Koozali.org: home of the SME Server
Legacy Forums => Experienced User Forum => Topic started by: gmr2000 on January 09, 2005, 07:37:08 AM
-
I have strange sender with large number of messages when I show “sender statistic” under Mail log file analysis. Can any one help to understand the meaning of <<>>, <#@[]>.

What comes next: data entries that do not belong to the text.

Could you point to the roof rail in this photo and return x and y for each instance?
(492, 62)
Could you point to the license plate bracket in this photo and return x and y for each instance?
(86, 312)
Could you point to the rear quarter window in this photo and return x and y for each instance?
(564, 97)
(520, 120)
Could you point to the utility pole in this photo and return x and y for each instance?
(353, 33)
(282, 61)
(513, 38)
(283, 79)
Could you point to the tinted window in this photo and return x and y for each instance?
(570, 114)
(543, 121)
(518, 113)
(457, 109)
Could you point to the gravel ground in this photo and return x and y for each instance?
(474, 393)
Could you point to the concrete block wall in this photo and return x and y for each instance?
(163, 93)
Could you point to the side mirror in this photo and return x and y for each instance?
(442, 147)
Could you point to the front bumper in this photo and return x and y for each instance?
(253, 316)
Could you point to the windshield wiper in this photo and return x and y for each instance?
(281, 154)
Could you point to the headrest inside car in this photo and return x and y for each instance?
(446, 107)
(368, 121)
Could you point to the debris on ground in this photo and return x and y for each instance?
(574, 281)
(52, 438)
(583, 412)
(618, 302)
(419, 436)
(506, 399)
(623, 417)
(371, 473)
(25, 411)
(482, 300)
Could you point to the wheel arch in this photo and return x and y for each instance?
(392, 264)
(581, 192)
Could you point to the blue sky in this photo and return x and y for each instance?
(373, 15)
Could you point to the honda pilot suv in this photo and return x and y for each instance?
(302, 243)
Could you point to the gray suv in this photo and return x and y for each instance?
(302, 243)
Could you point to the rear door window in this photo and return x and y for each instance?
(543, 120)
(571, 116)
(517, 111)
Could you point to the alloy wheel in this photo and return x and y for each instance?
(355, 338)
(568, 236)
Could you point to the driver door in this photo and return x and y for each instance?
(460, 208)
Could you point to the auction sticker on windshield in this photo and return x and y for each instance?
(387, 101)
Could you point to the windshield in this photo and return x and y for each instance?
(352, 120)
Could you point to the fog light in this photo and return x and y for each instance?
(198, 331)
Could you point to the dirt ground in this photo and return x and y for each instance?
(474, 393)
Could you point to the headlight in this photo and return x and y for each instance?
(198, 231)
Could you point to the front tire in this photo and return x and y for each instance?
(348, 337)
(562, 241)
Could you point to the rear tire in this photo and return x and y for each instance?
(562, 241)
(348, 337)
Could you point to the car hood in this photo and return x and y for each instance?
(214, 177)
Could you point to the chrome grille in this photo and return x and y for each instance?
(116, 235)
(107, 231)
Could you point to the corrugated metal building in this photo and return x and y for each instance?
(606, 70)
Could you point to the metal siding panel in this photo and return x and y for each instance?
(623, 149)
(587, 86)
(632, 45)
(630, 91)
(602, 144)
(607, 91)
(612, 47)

mess bytes sbytes rbytes recips tries xdelay sender
1413 16590963 15877 16590963 1413 1413 95.486257 400/<<>>
14633 195384811 195384811 195384811 14633 14633 924.533626 400/<#@[]>
9279 107535358 125651 107535358 9279 9279 573.086493 400/<>
106 1072582 916924 1072582 106 106 6398.678393 401/<<>
108 158082 141748 158082 108 108 12.385725 401/<>
-
I have strange sender with large number of messages when I show “sender statistic” under Mail log file analysis. Can any one help to understand the meaning of <<>>, <#@[]>.
The problem i found was, that someone was using the server as a relay server. (sending from external adres to a external adres). the meaning <> and #@ can be a virus sending thru your server or spam.

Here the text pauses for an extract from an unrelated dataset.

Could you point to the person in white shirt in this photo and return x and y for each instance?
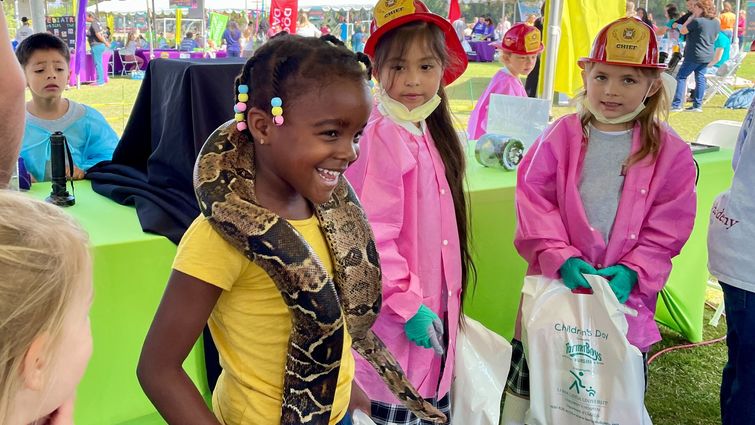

I installed secure mail and disabled the possebility to access the mailserver external by pop or smtp (only secure imap). I installed also the email blocking rpm from dungog. After this the strange mail was gone and my cpu load went from 90% to 3%.
-
brownfox
> The problem i found was, that someone was using
> the server as a relay server
You should run a relay test immediately:
telnet relay-test.mail-abuse.org
Alternatively browse to
www.abuse.net/relay.html
-
I am using SME 6.0 with AV and SA as mail gateway to scan the incoming emails and forward them to MS exchange. I do believe there is loop between SME and exchange. But, I don’t know how to figure it out.
I have check the server usig www.abuse.net/relay.html and it's not relaying.